Finding information on this appears to be kinda hard, but it looks like the best estimate for the 'kill radius' of a supernova (i.e. will cause mass extinctions) is 30 light years. So this is about two orders of magnitudes away, which means the effect will be two orders of magnitude lesser.

Eta Corina is a double star containing at least one hypergiant that's going to go supernova any epoch now, so it gets studied a lot. It's 7500 light years away and I believe it's judged not to be a threat, although there may be ozone layer damage and it's probably not healthy to be an unshielded astronaut.

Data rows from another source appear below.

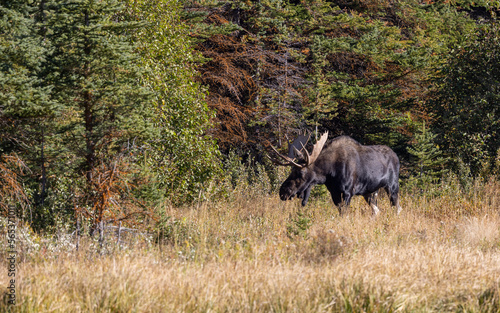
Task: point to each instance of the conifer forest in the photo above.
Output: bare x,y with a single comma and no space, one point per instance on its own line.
157,117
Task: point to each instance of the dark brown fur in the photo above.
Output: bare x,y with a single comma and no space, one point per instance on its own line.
347,168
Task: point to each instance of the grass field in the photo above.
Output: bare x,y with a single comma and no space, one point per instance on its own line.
254,253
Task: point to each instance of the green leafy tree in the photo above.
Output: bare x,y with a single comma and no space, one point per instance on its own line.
182,159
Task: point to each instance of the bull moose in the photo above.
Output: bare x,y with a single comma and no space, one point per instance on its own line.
344,166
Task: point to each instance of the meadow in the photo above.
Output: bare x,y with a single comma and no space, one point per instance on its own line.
251,252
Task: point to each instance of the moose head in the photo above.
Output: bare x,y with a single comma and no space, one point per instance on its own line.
303,175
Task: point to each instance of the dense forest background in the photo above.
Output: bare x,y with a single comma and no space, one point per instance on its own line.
110,109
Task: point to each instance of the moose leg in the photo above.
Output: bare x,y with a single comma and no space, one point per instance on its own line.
306,194
371,198
394,197
337,200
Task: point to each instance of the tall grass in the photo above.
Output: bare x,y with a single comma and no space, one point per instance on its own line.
254,253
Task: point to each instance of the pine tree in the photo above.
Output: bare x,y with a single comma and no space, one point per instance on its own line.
25,99
106,114
428,160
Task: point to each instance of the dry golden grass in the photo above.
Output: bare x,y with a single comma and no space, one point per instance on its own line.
254,253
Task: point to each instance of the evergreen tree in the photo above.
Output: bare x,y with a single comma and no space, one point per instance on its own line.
466,105
106,114
25,99
427,158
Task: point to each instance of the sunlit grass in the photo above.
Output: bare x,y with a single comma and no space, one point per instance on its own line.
255,253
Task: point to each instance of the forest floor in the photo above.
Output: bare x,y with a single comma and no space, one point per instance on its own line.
255,253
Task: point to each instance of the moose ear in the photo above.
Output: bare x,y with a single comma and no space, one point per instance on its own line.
318,146
297,147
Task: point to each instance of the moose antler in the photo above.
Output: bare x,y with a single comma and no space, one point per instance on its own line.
297,149
318,146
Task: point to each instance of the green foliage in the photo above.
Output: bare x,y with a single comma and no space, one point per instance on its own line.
427,158
183,157
466,106
102,110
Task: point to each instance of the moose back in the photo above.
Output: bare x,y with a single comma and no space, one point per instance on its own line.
345,167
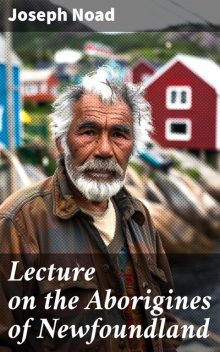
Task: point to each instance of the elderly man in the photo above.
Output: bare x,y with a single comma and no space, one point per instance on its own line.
77,243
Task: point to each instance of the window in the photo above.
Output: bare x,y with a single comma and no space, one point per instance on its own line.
178,129
179,97
1,117
31,89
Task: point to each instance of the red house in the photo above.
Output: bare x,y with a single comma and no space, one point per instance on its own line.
39,86
185,99
142,70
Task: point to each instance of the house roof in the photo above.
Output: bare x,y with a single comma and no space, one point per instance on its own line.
36,75
15,59
204,68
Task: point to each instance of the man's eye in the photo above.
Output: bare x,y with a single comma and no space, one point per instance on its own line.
118,135
89,132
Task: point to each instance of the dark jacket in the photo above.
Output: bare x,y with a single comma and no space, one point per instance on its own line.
42,226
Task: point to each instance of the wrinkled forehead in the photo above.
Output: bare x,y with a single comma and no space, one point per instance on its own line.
91,106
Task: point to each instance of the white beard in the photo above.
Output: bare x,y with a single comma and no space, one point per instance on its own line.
91,189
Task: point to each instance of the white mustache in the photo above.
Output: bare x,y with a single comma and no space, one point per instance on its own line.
98,164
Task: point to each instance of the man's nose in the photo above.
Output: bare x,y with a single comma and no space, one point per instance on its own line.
104,147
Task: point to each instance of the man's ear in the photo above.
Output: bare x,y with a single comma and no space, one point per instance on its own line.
59,146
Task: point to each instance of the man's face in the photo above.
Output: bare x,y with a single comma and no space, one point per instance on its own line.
100,142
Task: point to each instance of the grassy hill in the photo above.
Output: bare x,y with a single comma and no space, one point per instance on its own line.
35,46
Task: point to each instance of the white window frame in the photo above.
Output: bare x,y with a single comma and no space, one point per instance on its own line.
178,136
178,105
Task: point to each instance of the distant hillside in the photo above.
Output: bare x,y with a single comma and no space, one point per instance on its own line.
33,47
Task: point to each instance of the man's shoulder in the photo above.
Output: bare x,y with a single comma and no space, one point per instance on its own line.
28,195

However supernovae appear to emit gamma ray bursts along their axes. These can travel very large distances. Eta Corina's isn't point our way, but Tabby's Star? Who knows. 1500 light years is basically point blank range for a GRB, so if one is coming our way that would be very bad news. Like, worse than mass extinction grade bad news.


"So this is about two orders of magnitudes away, which means the effect will be two orders of magnitude lesser."

Inverse square applies here; moving 100 times farther away makes the effect 10,000 times less.

(I have to say it "applies here" because people sometimes overapply the law. It only applies when something is spreading out in an even sphere. However, that applies to supernovae, or at least close enough.)

You're right that I neglected gamma ray bursts. But it also doesn't seem like this star could be building up to that, since it requires conditions not evident there. (I'm just following up on my point, not implying that you claimed otherwise.)


> Inverse square applies here; moving 100 times farther away makes the effect 10,000 times less.

Oh, bah. Yes, of course. My upbringing in Flatland is obviously showing.


Excellent riposte, good sir!


I believe the most powerful gamma ray bursts, the ones that are powerful enough to strip away our atmosphere at thousands of light years, are caused by superluminous supernovae (aka hypernovae) and weaker GRBs like the ones we usually see are caused by type 1c and 2b/n supernovae, although it is unclear whether they are different or closely related to hypernovae. The latter create long duration gamma ray bursts which last a lot longer than the usual burst and carry significantly more energy.



I hate saying stuff like this but this blew my mind.